The first thing to do is reduce our documents to chunks of a standard length (to ensure consistency and manageability). Embedding models have unique token limits (maximum input size they can process). Tokens are the basic units of text that models process. To prevent information loss (truncation or omission of content), we should provide text that does not exceed those limits (by splitting longer texts into smaller segments).

Chunking has a significant impact on performance. Ideally, each chunk would represent a self-contained piece of information, capturing contextual information about a single topic. Chunking methods include word-level chunking, where documents are split by word count, and semantic chunking which uses an LLM to identify logical breakpoints.

Word-level chunking is cheap, fast, and easy, but runs a risk of splitting sentences and thus breaking context. Semantic chunking gets slow and expensive, especially if you're dealing with documents like the 116-page Elastic Annual Report.

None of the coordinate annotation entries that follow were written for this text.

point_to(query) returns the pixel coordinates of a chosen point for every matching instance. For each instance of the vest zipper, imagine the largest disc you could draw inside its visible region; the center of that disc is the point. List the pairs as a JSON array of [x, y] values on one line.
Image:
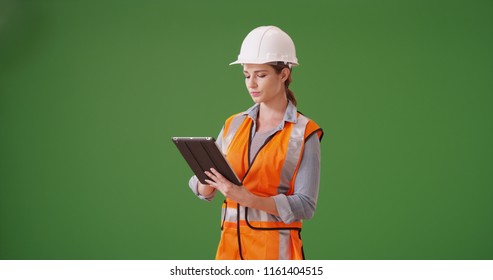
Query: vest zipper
[[260, 149]]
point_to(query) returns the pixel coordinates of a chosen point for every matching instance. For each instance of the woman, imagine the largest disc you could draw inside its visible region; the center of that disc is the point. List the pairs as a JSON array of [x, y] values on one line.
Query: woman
[[274, 150]]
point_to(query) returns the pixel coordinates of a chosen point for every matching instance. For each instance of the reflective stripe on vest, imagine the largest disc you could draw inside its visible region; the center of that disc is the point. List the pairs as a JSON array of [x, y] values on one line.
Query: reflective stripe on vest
[[229, 216]]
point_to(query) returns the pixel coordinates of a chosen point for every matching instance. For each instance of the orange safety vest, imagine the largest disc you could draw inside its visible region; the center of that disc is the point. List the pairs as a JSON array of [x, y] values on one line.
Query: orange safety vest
[[248, 233]]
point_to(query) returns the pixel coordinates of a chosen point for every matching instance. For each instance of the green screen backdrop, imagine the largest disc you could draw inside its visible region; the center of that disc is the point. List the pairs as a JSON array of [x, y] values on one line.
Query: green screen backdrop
[[92, 91]]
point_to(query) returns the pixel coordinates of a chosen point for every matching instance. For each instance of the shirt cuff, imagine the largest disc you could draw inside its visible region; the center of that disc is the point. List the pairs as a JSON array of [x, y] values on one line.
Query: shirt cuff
[[283, 208], [193, 184]]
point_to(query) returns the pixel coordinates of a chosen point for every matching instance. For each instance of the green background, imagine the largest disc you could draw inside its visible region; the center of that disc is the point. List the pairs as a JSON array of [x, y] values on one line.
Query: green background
[[92, 91]]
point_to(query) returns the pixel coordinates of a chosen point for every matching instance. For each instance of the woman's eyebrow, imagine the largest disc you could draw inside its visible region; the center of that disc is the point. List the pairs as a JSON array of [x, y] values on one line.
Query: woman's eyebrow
[[256, 71]]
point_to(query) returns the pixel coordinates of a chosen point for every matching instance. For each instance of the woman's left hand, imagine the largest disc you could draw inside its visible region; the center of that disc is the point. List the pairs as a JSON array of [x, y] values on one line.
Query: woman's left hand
[[234, 192]]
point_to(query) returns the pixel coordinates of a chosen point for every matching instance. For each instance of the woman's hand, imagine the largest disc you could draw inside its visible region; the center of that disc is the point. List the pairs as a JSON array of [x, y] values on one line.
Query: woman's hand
[[234, 192], [240, 194]]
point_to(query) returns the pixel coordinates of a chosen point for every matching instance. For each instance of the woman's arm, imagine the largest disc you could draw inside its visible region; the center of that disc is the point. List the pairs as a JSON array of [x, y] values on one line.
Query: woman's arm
[[302, 203]]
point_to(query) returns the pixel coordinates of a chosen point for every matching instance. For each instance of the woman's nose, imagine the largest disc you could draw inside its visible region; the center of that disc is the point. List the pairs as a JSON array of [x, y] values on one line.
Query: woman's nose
[[251, 83]]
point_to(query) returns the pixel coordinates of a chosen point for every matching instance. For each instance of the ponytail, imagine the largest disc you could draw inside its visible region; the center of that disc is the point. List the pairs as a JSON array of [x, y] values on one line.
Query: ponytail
[[289, 93]]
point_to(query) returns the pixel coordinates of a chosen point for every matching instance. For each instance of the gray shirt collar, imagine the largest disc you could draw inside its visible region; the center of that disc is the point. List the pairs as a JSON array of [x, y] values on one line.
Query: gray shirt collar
[[289, 116]]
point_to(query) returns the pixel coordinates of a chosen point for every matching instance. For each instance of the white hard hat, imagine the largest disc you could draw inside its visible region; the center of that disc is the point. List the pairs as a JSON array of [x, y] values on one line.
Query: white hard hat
[[267, 44]]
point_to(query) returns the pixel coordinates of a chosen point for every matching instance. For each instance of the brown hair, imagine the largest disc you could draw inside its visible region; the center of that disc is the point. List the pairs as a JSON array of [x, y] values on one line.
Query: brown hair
[[278, 68]]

Let's choose a middleground approach. Sentence level chunking is still simple, but can preserve context more effectively than word-level chunking while being significantly cheaper and faster. Additionally, we'll implement a sliding window to capture some of the surrounding context, and alleviate the impact of splitting paragraphs.

The Chunker class takes in the embedding model's tokenizer to encode and decode text. We'll now build chunks of 512 tokens each, with an overlap of 20 tokens. To do this, we'll split the text into sentences, tokenize those sentences, and then add the tokenized sentences to our current chunk until we cannot add more without breaching our token limit.

Finally, decode the sentences back to the original text for embedding, storing it in a field called original_text. Chunks are stored in a field called chunk. To reduce noise (aka useless documents), we will discard any documents smaller than 50 tokens in length.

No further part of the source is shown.